Express using radical notation: sqrt(6ab)^4/3 is the answer ab3sqrt6ab?
To express sqrt(6ab)^4/3 in radical notation, we need to simplify the expression. Let's break it down step by step:
1. First, we can simplify the exponent 4/3. We know that (a^m)^n = a^(m*n). Applying this rule, we have:
(sqrt(6ab))^4/3 = sqrt((6ab)^4/3)
2. Now, let's simplify (6ab)^4/3. We know that (a^m)^n = a^(m*n). So, we can rewrite (6ab)^4/3 as (6ab)^(4/3).
3. To express (6ab)^(4/3) in radical notation, we convert the exponent to a radical.

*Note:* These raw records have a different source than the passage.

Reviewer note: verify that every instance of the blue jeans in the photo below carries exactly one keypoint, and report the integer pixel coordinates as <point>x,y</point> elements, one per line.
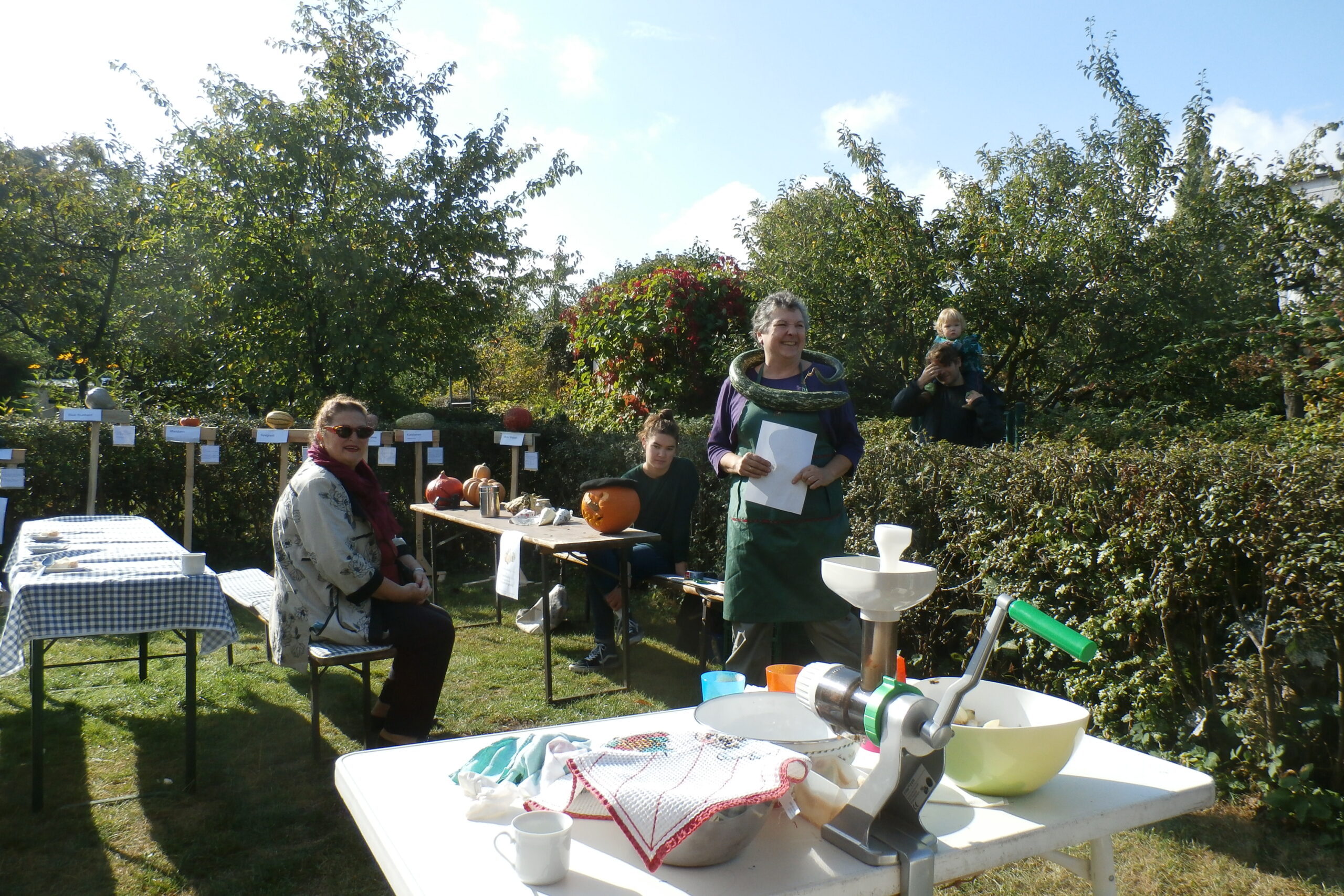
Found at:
<point>603,578</point>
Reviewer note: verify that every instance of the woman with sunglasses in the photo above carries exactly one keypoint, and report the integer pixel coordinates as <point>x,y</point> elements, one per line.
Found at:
<point>343,574</point>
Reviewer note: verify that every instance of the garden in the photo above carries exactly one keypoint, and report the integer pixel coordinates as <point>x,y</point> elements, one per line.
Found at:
<point>1162,321</point>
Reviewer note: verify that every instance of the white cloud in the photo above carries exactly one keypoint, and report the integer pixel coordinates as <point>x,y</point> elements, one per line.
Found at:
<point>710,220</point>
<point>862,117</point>
<point>649,31</point>
<point>575,64</point>
<point>500,29</point>
<point>1247,132</point>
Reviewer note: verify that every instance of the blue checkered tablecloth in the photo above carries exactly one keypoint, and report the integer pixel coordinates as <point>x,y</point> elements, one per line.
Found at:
<point>130,582</point>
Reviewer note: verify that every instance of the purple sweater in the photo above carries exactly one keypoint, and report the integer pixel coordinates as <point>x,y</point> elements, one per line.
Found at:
<point>838,425</point>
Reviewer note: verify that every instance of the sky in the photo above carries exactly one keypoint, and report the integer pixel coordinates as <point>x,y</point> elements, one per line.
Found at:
<point>680,114</point>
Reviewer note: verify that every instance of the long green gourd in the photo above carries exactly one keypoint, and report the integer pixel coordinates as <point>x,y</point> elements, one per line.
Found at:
<point>786,399</point>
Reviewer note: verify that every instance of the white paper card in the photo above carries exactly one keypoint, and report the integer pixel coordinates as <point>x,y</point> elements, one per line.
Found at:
<point>788,449</point>
<point>511,565</point>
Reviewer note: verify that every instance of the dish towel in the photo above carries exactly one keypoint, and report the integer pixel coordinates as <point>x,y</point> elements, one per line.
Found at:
<point>659,786</point>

The general rule is a^(m/n) = nth root of (a^m).
In this case, (6ab)^(4/3) can be written as the cube root (because the exponent is 3) of (6ab)^4.

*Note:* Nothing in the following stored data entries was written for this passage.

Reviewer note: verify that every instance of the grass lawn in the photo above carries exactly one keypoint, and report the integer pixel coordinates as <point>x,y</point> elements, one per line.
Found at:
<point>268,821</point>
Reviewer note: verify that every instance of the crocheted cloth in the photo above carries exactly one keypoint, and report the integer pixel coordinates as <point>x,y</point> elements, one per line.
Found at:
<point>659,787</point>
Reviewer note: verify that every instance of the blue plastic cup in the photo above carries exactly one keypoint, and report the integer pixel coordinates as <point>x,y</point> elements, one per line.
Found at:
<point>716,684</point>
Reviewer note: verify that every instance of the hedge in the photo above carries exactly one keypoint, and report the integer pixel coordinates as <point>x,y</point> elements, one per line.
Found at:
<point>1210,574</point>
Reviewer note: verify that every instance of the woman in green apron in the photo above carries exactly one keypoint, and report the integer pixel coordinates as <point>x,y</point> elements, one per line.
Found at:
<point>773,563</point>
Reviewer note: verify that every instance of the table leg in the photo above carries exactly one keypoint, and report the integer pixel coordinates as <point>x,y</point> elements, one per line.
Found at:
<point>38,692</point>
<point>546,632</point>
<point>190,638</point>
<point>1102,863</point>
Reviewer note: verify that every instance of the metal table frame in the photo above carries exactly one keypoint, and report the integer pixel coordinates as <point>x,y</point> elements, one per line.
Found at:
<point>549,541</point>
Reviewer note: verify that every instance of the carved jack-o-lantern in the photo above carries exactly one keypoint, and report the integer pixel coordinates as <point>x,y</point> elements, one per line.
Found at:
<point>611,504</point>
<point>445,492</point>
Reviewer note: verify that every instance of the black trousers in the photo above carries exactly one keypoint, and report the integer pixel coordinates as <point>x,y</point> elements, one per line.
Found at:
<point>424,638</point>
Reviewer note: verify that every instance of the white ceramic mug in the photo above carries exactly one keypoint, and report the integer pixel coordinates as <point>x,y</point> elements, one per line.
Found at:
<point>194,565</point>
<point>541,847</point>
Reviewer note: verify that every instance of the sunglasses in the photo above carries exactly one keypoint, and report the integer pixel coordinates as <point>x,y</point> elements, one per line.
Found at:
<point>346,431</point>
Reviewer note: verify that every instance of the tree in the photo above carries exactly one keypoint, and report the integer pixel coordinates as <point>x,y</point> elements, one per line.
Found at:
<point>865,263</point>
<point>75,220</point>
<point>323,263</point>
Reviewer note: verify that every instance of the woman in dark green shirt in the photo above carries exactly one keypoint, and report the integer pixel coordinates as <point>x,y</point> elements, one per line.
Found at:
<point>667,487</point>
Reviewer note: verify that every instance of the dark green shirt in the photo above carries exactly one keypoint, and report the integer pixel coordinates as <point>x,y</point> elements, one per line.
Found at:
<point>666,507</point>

Thus, (6ab)^(4/3) = root(3, (6ab)^4)
4. Expanding further, we have:
root(3, (6ab)^4) = root(3, (6^4)(a^4)(b^4))
(using the rule (ab)^n = a^n*b^n)
5. Finally, simplifying the expression inside the cube root, we have:
root(3, (6^4)(a^4)(b^4)) = root(3, 1296a^4b^4)
So, the answer to sqrt(6ab)^4/3 expressed in radical notation is root(3, 1296a^4b^4).